I don't want to talk too much about the book because for me, reading it so long after I had read the reviews worked great for me, I didn't have a very clear idea of what was going to happen, except for the basics and I really enjoyed being heartbroken, enraged and creeped out on occasion with the ruthlessness present!

The start gave me a very Braveheart like feel, even if it's set in the mines of Mars, but then the story changes mood and the stakes get higher, we get through a slower part full of fascinating classical science fiction and then we're thrown into politics, war games and simply amazing storytelling weaving it all flawlessly!

I don't usually connect too easily with male POVs, but I quite attached myself to Darrow and kept on rooting for him throught his massive rollercoaster of emotions and mental battles. He might be wrong or right, but I couldn't help but understand where he was coming from. He was a flawed character but was always trying to prove himself to the Golds, to himself and to Eo, always.

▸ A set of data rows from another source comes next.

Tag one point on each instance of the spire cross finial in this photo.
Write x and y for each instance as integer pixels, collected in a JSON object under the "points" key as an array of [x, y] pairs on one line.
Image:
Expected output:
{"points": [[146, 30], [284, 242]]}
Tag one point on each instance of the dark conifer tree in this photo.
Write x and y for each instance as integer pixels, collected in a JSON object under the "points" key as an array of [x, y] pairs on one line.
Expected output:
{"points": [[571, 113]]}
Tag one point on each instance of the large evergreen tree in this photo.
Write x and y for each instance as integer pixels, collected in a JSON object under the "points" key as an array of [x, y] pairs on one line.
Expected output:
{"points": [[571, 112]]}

There are quite a few of unexpected turns thrown here and there that were very welcome to shake both the characters and the reader when we were getting too comfortable and I don't think I saw any of them really coming at all!

So very glad that I read this one before the year ended because I would have missed one of my favourite books of the year and a debut at that! And also very happy that I read it in December because the sequel comes out next month! There's no real evil cliffhanger here, but it does leave you wanting more!

Very much deserved 4.5 stats and very recommended for those you might think they're very much burned out on dystopians!